In questo momento fu battuto alla porta.

— Entrate, disse Franz.

Un domestico in elegante livrea comparve sulla soglia della camera: — Vengo per parte del conte di Monte-Cristo a recare questo biglietto pel sig. Franz di Épinay e pel sig. visconte Alberto di Morcerf, diss’egli.

E consegnò all’albergatore il biglietto che questi passò ai giovani. — Il sig. conte di Monte-Cristo, continuò il domestico, domanda a questi signori il permesso di potersi presentare a loro, come vicino, domattina; egli avrà l’onore d’informarsi in che ora saranno visibili.
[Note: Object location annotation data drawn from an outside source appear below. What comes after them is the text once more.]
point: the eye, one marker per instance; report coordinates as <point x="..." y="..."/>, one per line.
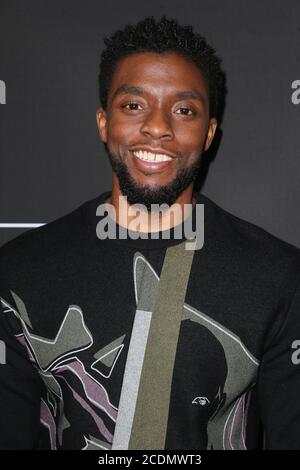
<point x="193" y="112"/>
<point x="131" y="103"/>
<point x="201" y="401"/>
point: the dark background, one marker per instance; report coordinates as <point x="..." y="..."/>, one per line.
<point x="52" y="159"/>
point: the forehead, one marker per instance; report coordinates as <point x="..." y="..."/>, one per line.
<point x="158" y="73"/>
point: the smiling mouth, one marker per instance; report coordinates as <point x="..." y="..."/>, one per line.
<point x="155" y="162"/>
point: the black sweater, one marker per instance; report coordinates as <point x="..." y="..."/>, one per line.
<point x="69" y="302"/>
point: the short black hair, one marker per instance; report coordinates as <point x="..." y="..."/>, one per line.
<point x="164" y="35"/>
— In fede mia, disse Alberto a Franz, non vi è niente a ridire; qui c’è tutto.

— Dite al conte, rispose Franz, che sarà nostro l’onore di fargli la visita. — Il domestico si ritirò. — Ecco ciò che si chiama fare un assalto di eleganza, disse Alberto, andiamo avanti! davvero avete ragione, Pastrini, il vostro conte di Monte-Cristo è un uomo che conosce perfettamente le convenienze.

— Allora voi accettate la sua offerta, disse Pastrini.

— In fede mia, sì, rispose Alberto. Pure ve lo confesso, mi dispiace pel nostro carretto da mietitori; e se non vi fosse stata la finestra del palazzo Ruspoli per compensare ciò che perdiamo, credo che ritornerei al mio primo disegno: che ne dite Franz?